The International Archives of the Photogrammetry, Remote Sensing and Spatial Information Sciences
Download
Publications Copernicus
Download
Citation
Articles | Volume XLVIII-2/W8-2024
https://doi.org/10.5194/isprs-archives-XLVIII-2-W8-2024-327-2024
https://doi.org/10.5194/isprs-archives-XLVIII-2-W8-2024-327-2024
14 Dec 2024
 | 14 Dec 2024

Deep Learning-Based AI-Assisted Visual Inspection Systems for Historic Buildings and their Comparative Performance with ChatGPT-4O

Mayank Mishra, Kai Zhang, Chiara Mea, Luigi Barazzetti, Francesco Fassi, Fausta Fiorillo, and Mattia Previtali

Keywords: Artificial intelligence, ChatGPT, Computer Vision, Damage identification, Deep Learning

Abstract. Historical buildings and monuments are typically subject to degradation over time due to the passage of time and constant exposure to external agents. The use of artificial intelligence (AI) to support the work of conservation and restoration specialists in identifying surface decay is a research topic of considerable interest at present. This study presents two approaches: ChatGPT and an object detection architecture (YOLOv5). Specifically, this investigation sought to evaluate the ChatGPT’s ability to identify and describe surface degradation pathologies by exploiting its pre-trained models for image analysis.
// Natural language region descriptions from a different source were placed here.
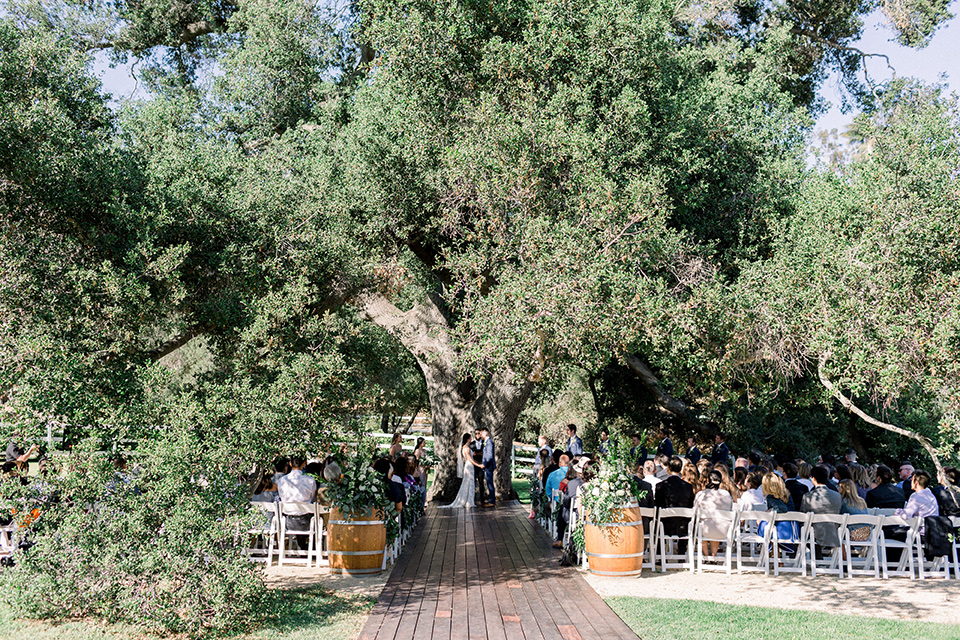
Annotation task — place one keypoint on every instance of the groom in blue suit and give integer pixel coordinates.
(489, 462)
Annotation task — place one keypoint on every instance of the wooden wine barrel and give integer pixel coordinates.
(616, 548)
(355, 546)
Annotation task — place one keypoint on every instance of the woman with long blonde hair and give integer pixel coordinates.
(776, 494)
(727, 482)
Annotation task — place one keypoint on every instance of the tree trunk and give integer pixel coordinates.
(424, 332)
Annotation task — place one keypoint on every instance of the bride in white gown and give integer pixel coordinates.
(465, 469)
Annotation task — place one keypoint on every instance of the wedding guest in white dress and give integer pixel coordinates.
(466, 469)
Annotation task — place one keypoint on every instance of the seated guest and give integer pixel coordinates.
(803, 474)
(948, 496)
(778, 499)
(266, 491)
(728, 482)
(793, 485)
(554, 465)
(393, 490)
(708, 502)
(644, 488)
(776, 496)
(861, 479)
(639, 451)
(740, 479)
(753, 496)
(886, 495)
(297, 487)
(662, 463)
(650, 476)
(281, 467)
(674, 492)
(906, 471)
(542, 447)
(842, 472)
(556, 477)
(573, 482)
(690, 474)
(820, 499)
(922, 503)
(851, 502)
(332, 471)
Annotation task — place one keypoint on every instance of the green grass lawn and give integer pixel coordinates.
(652, 618)
(298, 614)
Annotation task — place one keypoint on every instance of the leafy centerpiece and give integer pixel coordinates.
(361, 492)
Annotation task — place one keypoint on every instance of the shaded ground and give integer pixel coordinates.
(898, 598)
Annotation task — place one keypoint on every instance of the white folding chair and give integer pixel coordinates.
(867, 561)
(392, 550)
(904, 567)
(939, 567)
(322, 554)
(649, 514)
(956, 547)
(834, 564)
(264, 528)
(555, 497)
(796, 538)
(756, 538)
(668, 545)
(297, 508)
(726, 520)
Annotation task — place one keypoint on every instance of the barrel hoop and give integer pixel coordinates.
(614, 555)
(615, 573)
(355, 571)
(616, 524)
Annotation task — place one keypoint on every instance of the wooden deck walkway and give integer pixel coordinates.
(487, 573)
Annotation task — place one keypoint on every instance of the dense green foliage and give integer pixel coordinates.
(533, 189)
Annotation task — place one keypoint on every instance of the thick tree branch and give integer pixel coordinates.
(194, 30)
(798, 31)
(175, 343)
(849, 406)
(674, 405)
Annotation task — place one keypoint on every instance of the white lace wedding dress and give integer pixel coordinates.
(465, 497)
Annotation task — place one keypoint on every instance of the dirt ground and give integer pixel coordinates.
(931, 600)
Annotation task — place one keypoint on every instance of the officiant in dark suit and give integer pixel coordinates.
(489, 462)
(476, 449)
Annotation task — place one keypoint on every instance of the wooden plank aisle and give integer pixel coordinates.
(487, 573)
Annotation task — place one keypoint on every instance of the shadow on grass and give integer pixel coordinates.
(314, 610)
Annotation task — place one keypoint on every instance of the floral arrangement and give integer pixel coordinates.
(613, 488)
(361, 488)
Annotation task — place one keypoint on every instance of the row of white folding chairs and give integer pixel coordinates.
(269, 537)
(272, 537)
(795, 551)
(759, 544)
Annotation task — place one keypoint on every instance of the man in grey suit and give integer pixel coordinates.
(820, 499)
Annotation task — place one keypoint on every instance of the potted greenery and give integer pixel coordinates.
(610, 530)
(362, 519)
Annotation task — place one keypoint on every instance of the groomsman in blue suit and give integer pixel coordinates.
(489, 462)
(574, 443)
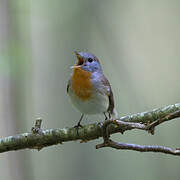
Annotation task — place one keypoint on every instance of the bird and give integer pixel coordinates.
(89, 90)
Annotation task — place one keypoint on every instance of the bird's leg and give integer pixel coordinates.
(109, 115)
(105, 116)
(79, 124)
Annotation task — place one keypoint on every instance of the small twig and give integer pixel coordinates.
(140, 148)
(123, 126)
(37, 128)
(39, 138)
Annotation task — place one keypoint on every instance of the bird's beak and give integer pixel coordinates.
(80, 61)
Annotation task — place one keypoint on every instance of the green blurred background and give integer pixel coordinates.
(138, 44)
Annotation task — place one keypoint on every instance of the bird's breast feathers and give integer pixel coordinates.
(81, 84)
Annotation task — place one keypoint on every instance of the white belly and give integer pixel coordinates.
(99, 103)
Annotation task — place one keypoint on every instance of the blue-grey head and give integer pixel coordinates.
(87, 62)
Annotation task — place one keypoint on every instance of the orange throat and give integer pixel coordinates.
(81, 84)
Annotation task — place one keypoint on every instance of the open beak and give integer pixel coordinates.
(80, 61)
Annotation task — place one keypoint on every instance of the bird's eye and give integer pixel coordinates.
(90, 60)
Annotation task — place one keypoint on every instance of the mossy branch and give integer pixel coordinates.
(38, 138)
The ICOMOS-ISCS: Illustrated Glossary on Stone Deterioration Patterns (2008) was provided as a reference to guide the use of specific terminology. In the first test phase, to verify the accuracy of the ChatGPT results, benchmark images (depicting different types of damage) extracted from the UNI 11182 (2006) standard referring to the definition of degradation types were used. Only later were images from literature studies and other photographic datasets also used. In general, the results of the analysis were validated with the conclusions of professionals and with the conclusions of other AI techniques, as well as with the descriptions provided by reference manuals in the literature. In particular, the decay annotations predicted by the pre-trained object detection model were compared with those made by human experts. The capabilities and limitations of both approaches as tools for identifying deterioration pathologies are illustrated.